NIS2 Finland: Compliance, Authorities & Key Requirements
Understand how Finland implements NIS2 via the Cybersecurity Act (124/2025), which entities must register with NCSC-FI/Traficom, who supervises compliance, and what practical steps to take now.
Introduction
Finland implemented NIS2 through the Cybersecurity Act (124/2025). The National Cyber Security Centre (NCSC-FI) at Traficom is the national authority/CSIRT and operates the registration portal.
NIS2 implementation in Finland
The Cybersecurity Act (124/2025) entered into force on 8 April 2025. NCSC-FI/Traficom provides national registration and guidance; some sectors also run their own lists (e.g., Fimea for medicines, Valvira for health/social providers).
Status
In force since 8 Apr 2025.
Official law
Registration
Register via NCSC-FI / Traficom. Sector portals may also apply (e.g., Fimea).
| Sector | Finnish note |
|---|---|
| Electronic communications & digital infrastructure | NCSC-FI (Traficom) acts as competent authority/CSIRT and SPOC, including incident channels and guidance. |
| Medicines (pharma supply) | Fimea maintains a NIS2 entity list and sector guidance (e-service active). |
| Health & social welfare | Valvira provides sector guidance and runs the list for covered operators. |
What you need to know about compliance & certification
Finland follows the NIS2 two-tier model (Essential / Important) with Article 21 risk-management measures and national reporting via NCSC-FI.
Scope criteria
- Operate in an Annex I/II sector and meet size thresholds (≥50 employees or ≥€10m), or be otherwise designated.
- Established in Finland or providing relevant services on Finnish territory.
Obligations
- Risk management & security policy (IT/OT)
- Incident handling & reporting to NCSC-FI
- Business continuity & crisis management
- Supply-chain security & vendor risk
- Access control, segmentation, encryption
- Executive accountability & training
Standards & alignment
Map controls to ISO/IEC 27001:2023, NIST CSF 2.0, and NCSC-FI guidance/notification thresholds.

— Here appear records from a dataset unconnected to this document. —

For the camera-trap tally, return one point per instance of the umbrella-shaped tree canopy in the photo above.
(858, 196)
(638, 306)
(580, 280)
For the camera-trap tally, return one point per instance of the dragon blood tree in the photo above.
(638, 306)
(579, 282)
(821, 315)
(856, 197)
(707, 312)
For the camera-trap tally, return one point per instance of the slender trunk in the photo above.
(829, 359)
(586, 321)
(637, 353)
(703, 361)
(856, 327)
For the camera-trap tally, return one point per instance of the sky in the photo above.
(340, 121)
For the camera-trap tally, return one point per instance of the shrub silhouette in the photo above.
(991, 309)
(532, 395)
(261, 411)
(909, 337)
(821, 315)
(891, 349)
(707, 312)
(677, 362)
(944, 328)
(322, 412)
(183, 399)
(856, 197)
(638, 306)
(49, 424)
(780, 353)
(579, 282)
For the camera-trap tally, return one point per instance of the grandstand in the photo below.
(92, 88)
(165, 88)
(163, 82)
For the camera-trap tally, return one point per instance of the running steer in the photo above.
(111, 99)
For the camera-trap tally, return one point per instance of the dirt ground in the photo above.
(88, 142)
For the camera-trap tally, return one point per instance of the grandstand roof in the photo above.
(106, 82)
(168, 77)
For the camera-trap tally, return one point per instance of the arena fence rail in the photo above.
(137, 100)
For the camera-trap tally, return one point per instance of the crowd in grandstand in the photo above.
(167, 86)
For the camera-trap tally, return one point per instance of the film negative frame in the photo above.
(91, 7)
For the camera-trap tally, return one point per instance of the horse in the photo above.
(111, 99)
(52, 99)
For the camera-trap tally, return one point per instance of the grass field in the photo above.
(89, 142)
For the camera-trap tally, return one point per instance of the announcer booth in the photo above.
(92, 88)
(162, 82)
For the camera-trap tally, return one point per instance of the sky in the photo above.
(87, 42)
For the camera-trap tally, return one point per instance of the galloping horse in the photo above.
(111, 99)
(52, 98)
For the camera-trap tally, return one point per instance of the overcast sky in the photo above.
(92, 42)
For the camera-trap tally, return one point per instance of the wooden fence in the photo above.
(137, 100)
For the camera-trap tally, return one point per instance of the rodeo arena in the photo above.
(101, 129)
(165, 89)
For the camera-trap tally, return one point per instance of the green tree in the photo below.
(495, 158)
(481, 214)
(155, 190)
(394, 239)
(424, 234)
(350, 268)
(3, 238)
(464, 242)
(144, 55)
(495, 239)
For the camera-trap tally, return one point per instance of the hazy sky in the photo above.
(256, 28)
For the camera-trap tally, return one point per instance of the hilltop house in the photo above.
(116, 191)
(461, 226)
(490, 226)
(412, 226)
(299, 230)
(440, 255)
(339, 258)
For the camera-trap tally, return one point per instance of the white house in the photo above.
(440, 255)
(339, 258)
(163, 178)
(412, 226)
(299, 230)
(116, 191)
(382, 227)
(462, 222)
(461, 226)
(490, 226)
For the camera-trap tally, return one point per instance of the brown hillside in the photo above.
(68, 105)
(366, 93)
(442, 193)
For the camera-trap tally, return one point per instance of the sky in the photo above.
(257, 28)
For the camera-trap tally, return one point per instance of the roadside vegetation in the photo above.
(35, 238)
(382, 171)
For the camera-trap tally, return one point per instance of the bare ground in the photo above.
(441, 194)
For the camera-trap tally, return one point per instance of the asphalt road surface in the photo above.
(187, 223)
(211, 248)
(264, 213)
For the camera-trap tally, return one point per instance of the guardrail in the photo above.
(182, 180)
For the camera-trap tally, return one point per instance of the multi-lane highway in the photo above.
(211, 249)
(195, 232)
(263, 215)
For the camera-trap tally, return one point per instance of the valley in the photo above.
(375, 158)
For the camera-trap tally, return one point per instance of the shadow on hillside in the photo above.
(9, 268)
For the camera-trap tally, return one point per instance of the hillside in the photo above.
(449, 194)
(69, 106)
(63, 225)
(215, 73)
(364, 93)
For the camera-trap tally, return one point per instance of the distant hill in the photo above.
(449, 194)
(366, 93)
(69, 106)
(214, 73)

National NIS2 timeline & key dates
Deadlines (Finland)
| Date | What | Who |
|---|---|---|
| 8 May 2025 | Register in the list of essential/important entities. | All in-scope entities (general national deadline). |
| 8 May 2025 | Register in sector list. | Health & social welfare operators (Valvira). |
| 8 Jul 2025 | Have a documented cybersecurity risk-management operating model in place. | All essential/important entities. |
| From Apr–Jun 2025 | Sector registration available; e-service live. | Medicines sector (Fimea). |
Missed a date? Register and implement without delay; authorities expect active progress.
Sector-specific requirements (Finland)
- Electronic communications & digital infrastructure: NCSC-FI provides guidance and supervises, with incident channels via CSIRT.
- Medicines: Fimea coordinates sector registration (e-service available; interim processes replaced).
- Health & social welfare: Valvira guidance aligns NIS2 minimum obligations for covered operators.
Penalties for non-compliance
Under the Cybersecurity Act, supervisory powers and enforcement measures aligned with NIS2, including remedial orders, administrative fines and enhanced supervisory measures. The practical applications may vary depending on the sector and the competent authority.
How to prepare for NIS2 in Finland
- Determine scope: confirm Annex I/II services and size thresholds; classify EE/IE.
- Register: complete NCSC-FI registration (and any sector list such as Fimea/Valvira).
- Governance: board-level accountability and oversight.
- Risk management: align with ISO 27001 / NIST CSF and NCSC-FI guidance.
- Supply chain: assess MSPs/MSSPs and critical suppliers; contract for security.
- Incident readiness: set 24/7 detection, escalation and CSIRT notification playbooks.
- Continuity & crisis: document BCP/DR; test and exercise.
- Train & prove: executive training, awareness, and auditable evidence.